Our approach is intended to ensure that we move towards fair shares of health resources in each part of the country. The reason for developing a formula for a target for fair shares that includes what are currently non cash-limited general medical services, is to enable us to do that in a rational and effective way across the whole country. Clearly, if we did not believe, on the basis of our work, that that would produce any difference in resources, it would be a huge bureaucratic exercise for no purpose. We are embarking on this exercise precisely because examination of one health authority against another shows an inequality of resources.

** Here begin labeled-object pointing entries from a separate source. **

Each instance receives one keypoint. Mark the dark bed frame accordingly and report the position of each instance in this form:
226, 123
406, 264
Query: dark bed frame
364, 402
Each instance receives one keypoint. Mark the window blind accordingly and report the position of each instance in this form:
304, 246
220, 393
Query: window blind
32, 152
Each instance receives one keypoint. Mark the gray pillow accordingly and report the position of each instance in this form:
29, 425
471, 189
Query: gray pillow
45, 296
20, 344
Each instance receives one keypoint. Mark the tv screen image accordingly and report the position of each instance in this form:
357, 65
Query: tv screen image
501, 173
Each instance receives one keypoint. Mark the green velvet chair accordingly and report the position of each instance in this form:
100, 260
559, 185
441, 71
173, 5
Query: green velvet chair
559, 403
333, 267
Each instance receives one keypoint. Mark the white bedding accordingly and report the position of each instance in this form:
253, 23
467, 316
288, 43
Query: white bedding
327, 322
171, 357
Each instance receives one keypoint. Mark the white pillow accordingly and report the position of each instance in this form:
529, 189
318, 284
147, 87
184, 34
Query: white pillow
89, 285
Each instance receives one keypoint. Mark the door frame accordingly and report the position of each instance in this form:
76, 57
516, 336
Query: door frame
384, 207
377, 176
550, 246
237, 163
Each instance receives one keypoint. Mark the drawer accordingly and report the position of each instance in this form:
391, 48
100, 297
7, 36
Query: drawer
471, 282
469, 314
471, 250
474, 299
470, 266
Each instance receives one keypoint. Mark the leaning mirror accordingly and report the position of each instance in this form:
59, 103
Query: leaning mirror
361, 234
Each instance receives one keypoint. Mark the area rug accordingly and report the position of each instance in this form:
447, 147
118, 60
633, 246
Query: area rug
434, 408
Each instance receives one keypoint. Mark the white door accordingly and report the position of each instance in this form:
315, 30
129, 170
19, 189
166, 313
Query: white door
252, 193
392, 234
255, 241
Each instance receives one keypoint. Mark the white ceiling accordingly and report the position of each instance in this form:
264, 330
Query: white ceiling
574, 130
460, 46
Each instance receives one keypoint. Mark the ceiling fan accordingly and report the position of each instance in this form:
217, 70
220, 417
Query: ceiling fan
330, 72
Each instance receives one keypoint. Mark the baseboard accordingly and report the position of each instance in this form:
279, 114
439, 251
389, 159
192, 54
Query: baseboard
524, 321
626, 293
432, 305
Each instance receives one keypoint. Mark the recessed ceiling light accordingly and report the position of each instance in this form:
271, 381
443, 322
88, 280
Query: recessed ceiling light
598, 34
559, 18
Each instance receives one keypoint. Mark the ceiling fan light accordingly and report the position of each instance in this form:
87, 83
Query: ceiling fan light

The new formula will produce a new target or fair share for each health authority or primary care trust, which brings together non-cash-limited expenditure together and the unified allocations. In practice, that will require a second stage. When the available resources are allocated, there will need to be a pace of change policy—as there is currently—which determines how quickly an individual health authority moves towards its target, whether it receives extra resources to move faster towards its fair share target, or whether it is experiencing a slower rate of growth in a particular year. Clearly, we will continue to approach fair shares in terms of a levelling up rather than a levelling down of resources. I do not suppose that any Committee member would think otherwise, but it is worth putting on record that we would not use the mechanism to reduce the resources available in an area that was over-doctored.

Mr. Hammond: I regret to inform the Minister that some Committee members might have dreamt something else. When the abolition of fundholding was considered under a previous Bill—which became the Health Act 1999—I recall the Minister giving a clear assurance that the Government intended to level services up to the best. However, I am sure that the Minister will acknowledge that, as a result of that abolition, the experience in many areas was that fundholding GPs had to abandon services that they were providing to their patients.